Torino, 17 mag. (askanews) – Nelle regioni alpini è presente il 37% dei lupi in Italia. Nel 2021 erano meno di un migliaio mentre nel resto del Paese ci sono circa 3.300 esemplari. Lo rivela il primo monitoraggio nazionale del lupo condotto tra il 2020 e il 2021. Per le regioni alpine il monitoraggio e l’elaborazione dati sono stati coordinati dal Centro referenza grandi carnivori del Piemonte e dall’Università di Torino (Dbios), in stretta sinergia con Ispra, responsabile del coordinamento su scala nazionale.


“È la prima volta che si stima la distribuzione e la consistenza di questa specie su tutta Italia, basandosi su un disegno di campionamento scientificamente robusto, e con una raccolta dati simultanea”, afferma Piero Genovesi, responsabile del Servizio per il coordinamento della fauna selvatica di Ispra.
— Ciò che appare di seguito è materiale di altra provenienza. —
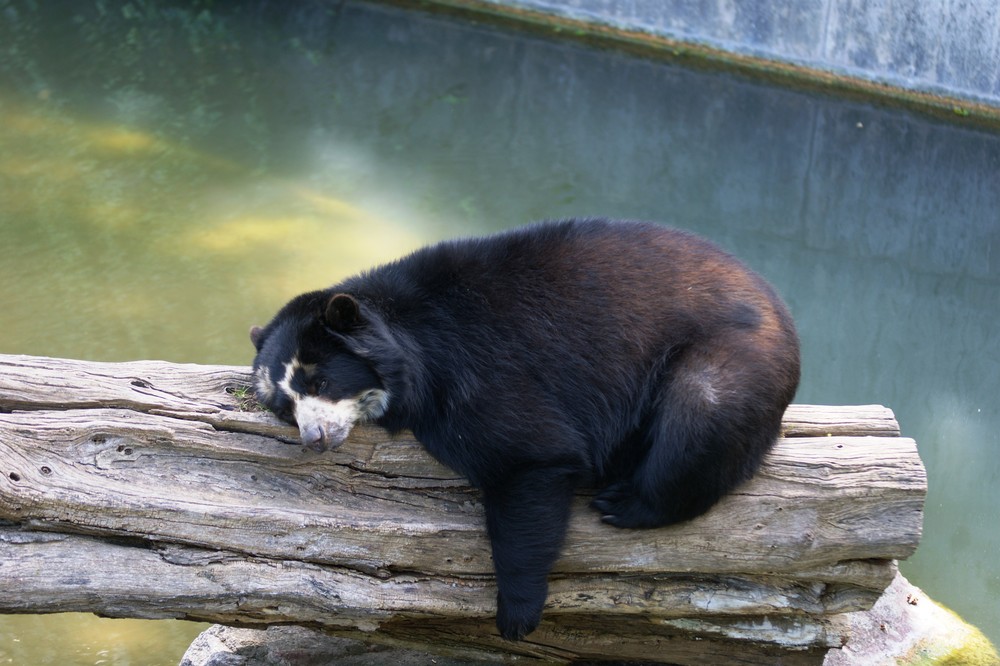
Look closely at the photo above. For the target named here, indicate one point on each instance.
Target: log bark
(151, 489)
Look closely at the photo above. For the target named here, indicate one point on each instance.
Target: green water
(170, 173)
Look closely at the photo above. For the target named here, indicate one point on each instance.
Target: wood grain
(152, 489)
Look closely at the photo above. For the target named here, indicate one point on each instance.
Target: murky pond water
(170, 173)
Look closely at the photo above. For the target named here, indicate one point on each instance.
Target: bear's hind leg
(526, 517)
(698, 450)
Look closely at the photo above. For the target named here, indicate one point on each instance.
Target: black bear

La stima è stata ottenuta applicando modelli statistici innovativi, messi a punto da un team internazionale di tre Università (Norwegian University of Life Sciences, Università di Torino e Università di Chester) specializzate nello studio dell’abbondanza e andamento nel tempo delle popolazioni animali. Grazie a questa analisi si è ottenuta una stima della dimensione della popolazione accurata, cui è associata una forchetta di errore. Quindi nel 2020/2021 sono 946, con un intervallo tra 822 e 1099, i lupi presenti nelle regioni alpine. Sono invece 102 i branchi e 22 le coppie presenti nelle regioni alpine, La maggior parte di esse si concentra nella porzione occidentale dell’arco alpino, dove sono presenti 91 branchi/coppie.


Nell’ultima valutazione, effettuata nel monitoraggio 2017/2018 erano state documentate un totale di 51 unità riproduttive, arrivate a 103 nel 2020/2021. “La popolazione di lupo è quindi cresciuta nell’arco alpino italiano negli ultimi tre anni, addirittura raddoppiando sia nel numero delle unità riproduttive documentate che nella distribuzione minima”, dichiara Francesca Marucco, del Dipartimento di Scienze della Vita e di Biologia dei Sistemi dell’Università di Torino, responsabile scientifica del progetto Life WolfAlps EU.